Jewel Of The Nile

Chapter Seven


He was just preparing to leave the Great Hall, after a half-hour of shoving his dinner around his plate untouched and using his trademark scowl to its customary conversation-discouraging advantage, when a brown owl came plummeting toward him from one of the open windows and dropped a small package in his lap. Pushing his plate toward the owl in invitation it looked a bit blurry around the edges - he weighed the package in one hand and surveyed the mailing label assessingly.
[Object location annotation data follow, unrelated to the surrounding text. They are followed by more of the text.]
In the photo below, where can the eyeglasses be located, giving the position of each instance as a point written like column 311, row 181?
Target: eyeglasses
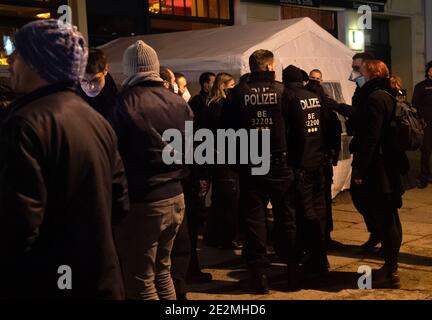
column 92, row 83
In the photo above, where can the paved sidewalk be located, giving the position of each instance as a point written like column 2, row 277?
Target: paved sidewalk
column 415, row 260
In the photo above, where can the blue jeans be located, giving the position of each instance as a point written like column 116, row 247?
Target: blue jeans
column 145, row 242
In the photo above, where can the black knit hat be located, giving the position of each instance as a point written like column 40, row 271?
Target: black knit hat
column 428, row 67
column 292, row 74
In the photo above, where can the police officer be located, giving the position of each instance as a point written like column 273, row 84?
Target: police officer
column 307, row 155
column 257, row 104
column 333, row 146
column 422, row 100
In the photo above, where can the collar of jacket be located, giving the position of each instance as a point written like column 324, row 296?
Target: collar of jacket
column 40, row 93
column 294, row 85
column 376, row 84
column 262, row 76
column 204, row 94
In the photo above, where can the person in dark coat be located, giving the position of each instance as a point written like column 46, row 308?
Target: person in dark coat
column 98, row 88
column 223, row 220
column 353, row 115
column 306, row 154
column 378, row 165
column 199, row 103
column 6, row 97
column 422, row 101
column 145, row 112
column 62, row 181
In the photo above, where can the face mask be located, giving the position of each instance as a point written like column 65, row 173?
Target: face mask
column 91, row 92
column 175, row 88
column 354, row 76
column 187, row 96
column 361, row 81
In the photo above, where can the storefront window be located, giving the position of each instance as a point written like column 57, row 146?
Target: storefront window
column 213, row 9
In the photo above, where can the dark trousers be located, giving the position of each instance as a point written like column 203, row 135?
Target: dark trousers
column 222, row 223
column 312, row 212
column 193, row 206
column 426, row 153
column 382, row 211
column 180, row 258
column 278, row 186
column 328, row 174
column 361, row 201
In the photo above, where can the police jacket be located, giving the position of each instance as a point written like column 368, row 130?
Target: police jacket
column 331, row 124
column 306, row 146
column 144, row 112
column 257, row 104
column 422, row 99
column 62, row 182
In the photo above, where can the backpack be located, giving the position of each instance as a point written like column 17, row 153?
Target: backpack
column 408, row 125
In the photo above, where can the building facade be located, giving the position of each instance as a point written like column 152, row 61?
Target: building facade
column 400, row 33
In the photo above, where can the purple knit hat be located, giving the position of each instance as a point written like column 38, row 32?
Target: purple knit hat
column 58, row 52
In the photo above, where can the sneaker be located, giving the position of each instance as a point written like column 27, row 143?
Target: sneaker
column 385, row 279
column 334, row 245
column 314, row 268
column 422, row 184
column 258, row 283
column 372, row 242
column 199, row 277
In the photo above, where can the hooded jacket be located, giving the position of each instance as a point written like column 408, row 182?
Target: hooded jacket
column 146, row 109
column 377, row 159
column 62, row 182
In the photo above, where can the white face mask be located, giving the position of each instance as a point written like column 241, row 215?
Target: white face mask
column 361, row 81
column 354, row 76
column 187, row 96
column 175, row 88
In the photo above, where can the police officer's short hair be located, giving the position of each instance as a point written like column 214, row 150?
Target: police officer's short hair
column 205, row 78
column 364, row 56
column 97, row 61
column 165, row 74
column 260, row 59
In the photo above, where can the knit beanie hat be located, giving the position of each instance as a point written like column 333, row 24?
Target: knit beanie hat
column 428, row 67
column 140, row 58
column 292, row 74
column 56, row 51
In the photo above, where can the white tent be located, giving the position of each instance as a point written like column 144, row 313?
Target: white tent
column 301, row 42
column 297, row 41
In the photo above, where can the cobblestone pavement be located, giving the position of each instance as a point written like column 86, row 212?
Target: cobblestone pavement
column 341, row 284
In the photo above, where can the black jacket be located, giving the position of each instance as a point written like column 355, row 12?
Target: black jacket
column 376, row 155
column 145, row 111
column 62, row 182
column 258, row 104
column 305, row 129
column 199, row 105
column 105, row 102
column 331, row 124
column 422, row 99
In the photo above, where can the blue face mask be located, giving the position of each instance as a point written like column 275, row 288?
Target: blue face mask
column 361, row 81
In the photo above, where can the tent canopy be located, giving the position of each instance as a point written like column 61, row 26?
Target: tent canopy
column 301, row 42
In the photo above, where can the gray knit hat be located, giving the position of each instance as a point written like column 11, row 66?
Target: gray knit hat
column 56, row 52
column 140, row 58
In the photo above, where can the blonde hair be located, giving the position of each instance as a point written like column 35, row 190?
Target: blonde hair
column 378, row 69
column 217, row 92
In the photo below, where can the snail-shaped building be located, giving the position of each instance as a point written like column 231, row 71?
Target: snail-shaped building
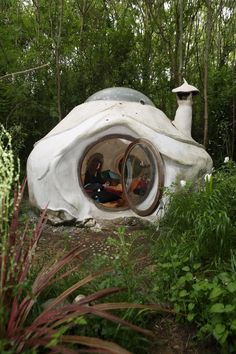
column 113, row 155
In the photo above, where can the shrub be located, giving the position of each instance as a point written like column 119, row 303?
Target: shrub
column 195, row 256
column 51, row 329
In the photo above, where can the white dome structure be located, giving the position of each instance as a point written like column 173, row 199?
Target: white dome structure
column 142, row 152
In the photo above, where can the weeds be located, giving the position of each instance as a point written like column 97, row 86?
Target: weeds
column 58, row 328
column 195, row 257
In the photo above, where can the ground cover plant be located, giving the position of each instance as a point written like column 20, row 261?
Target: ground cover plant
column 192, row 260
column 56, row 328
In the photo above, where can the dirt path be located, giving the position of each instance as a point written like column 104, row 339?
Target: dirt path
column 171, row 337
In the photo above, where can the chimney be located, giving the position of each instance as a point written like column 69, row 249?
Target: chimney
column 183, row 115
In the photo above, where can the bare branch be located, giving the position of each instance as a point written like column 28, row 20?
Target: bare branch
column 24, row 71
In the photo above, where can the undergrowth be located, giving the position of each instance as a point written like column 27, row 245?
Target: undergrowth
column 195, row 256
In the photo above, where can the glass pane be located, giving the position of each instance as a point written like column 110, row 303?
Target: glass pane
column 141, row 178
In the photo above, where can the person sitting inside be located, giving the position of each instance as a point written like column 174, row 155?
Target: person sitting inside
column 94, row 184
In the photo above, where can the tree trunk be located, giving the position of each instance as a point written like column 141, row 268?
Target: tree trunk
column 206, row 57
column 57, row 55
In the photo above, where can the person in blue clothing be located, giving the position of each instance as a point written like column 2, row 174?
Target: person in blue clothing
column 94, row 184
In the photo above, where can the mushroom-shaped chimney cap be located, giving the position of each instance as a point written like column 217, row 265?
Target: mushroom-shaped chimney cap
column 186, row 88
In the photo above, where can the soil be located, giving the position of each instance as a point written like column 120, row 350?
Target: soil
column 171, row 337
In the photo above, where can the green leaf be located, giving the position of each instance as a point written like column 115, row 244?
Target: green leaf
column 233, row 325
column 191, row 306
column 215, row 293
column 190, row 317
column 217, row 308
column 186, row 269
column 196, row 266
column 229, row 308
column 231, row 287
column 183, row 293
column 219, row 328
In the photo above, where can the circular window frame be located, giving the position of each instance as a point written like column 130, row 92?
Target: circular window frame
column 80, row 164
column 160, row 172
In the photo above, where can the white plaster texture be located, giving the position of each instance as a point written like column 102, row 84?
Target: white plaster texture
column 52, row 166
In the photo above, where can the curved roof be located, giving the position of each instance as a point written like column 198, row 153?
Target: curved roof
column 120, row 94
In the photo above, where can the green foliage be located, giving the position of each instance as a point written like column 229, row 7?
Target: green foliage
column 204, row 218
column 195, row 256
column 138, row 44
column 21, row 328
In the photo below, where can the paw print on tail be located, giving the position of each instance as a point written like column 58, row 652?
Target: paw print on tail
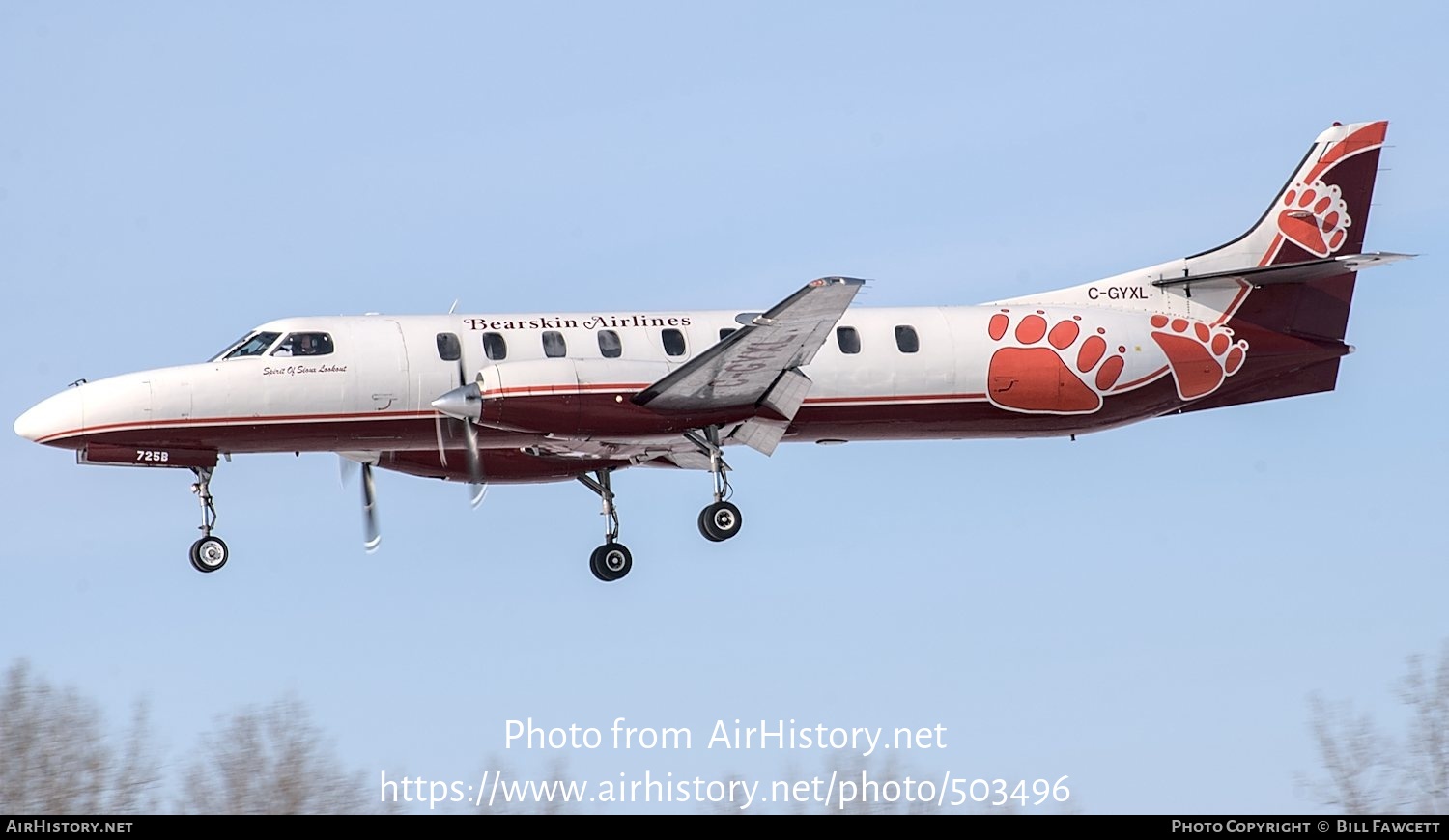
column 1315, row 217
column 1058, row 368
column 1200, row 356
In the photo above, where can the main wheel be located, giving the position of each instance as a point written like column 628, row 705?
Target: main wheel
column 611, row 562
column 721, row 520
column 209, row 553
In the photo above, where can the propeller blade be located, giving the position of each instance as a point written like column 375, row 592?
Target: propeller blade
column 442, row 449
column 371, row 538
column 477, row 487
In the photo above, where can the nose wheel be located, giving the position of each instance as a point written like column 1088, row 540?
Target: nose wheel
column 209, row 553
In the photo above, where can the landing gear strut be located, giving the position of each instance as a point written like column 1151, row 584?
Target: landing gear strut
column 611, row 559
column 208, row 553
column 719, row 520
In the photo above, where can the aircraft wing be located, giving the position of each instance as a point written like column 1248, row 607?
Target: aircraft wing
column 759, row 359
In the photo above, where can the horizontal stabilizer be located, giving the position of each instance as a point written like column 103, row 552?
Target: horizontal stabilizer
column 1289, row 271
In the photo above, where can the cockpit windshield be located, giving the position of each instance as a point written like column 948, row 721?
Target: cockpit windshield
column 304, row 345
column 252, row 345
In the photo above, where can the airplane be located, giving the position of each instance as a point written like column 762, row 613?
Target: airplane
column 551, row 396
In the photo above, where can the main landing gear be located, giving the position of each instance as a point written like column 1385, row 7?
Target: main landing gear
column 208, row 553
column 611, row 559
column 719, row 520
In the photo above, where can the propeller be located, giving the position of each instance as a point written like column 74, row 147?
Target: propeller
column 461, row 405
column 350, row 465
column 371, row 536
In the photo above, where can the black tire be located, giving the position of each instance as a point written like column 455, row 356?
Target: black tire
column 594, row 567
column 209, row 553
column 611, row 562
column 704, row 527
column 721, row 520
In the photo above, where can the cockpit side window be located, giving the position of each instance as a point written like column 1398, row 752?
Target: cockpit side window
column 252, row 345
column 304, row 345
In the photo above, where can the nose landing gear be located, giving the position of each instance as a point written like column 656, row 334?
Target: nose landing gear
column 209, row 553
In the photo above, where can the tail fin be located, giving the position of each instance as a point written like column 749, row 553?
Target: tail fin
column 1321, row 211
column 1297, row 329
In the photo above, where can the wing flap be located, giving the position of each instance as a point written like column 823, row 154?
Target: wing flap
column 755, row 361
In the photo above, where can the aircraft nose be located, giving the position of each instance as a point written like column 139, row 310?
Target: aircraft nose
column 49, row 417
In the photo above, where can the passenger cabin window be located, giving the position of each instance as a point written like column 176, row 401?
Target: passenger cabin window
column 672, row 342
column 495, row 347
column 609, row 345
column 254, row 345
column 906, row 339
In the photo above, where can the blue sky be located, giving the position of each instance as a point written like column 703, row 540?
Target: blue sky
column 1145, row 610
Ah, yes. He’d know that penmanship anywhere.

To the casual observer, Severus Snape’s expression didn’t alter … nor was his demeanor noticeably more hurried as he stowed the little parcel inside his robes, stood, and swept determinedly toward the door. As he passed the Gryffindor table, however, he paused.

The Weasley-Potter contingent - two red heads, one black - was huddled over what appeared to be a slim stack of postcards, murmuring amongst themselves.

" … new familiar …"

" … fabulous office …"

" … pre-med classes? Good grief." That last came from Ron. Snape, darkly amused, rolled his eyes and was about to move on when …

" … having dinner with Bill tonight," Ginny said meaningfully, with a sideways glance at Ron, who glowered. For once, Severus was in complete sympathy with him. Having your flashy, brilliant older brother move in on your Seven-Year Crush couldn’t be easy.

It was bad enough to hear about it secondhand, knowing that he’d had the power of first refusal.

Fixing his scowl more firmly across his face, he swept toward the dungeons.

**

He waited to open the package until he was in his rooms - the fire built, the door locked and warded, water on the boil for tea. Inside the brown paper wrappings were two smaller boxes, rubber-banded together with a folded piece of stationery sandwiched between them. Severus withdrew the note first.

Professor -

As I recall, you mentioned once that this particular grind of coarse Egyptian saffron, which we used in class last year to make our Chameleon Compounds, was rather difficult to come by in the British Isles. I’m enclosing a few grams of it in this package, to replace the bit that Neville spilled; perhaps you’ll find it in your heart to forgive him that particular transgression now?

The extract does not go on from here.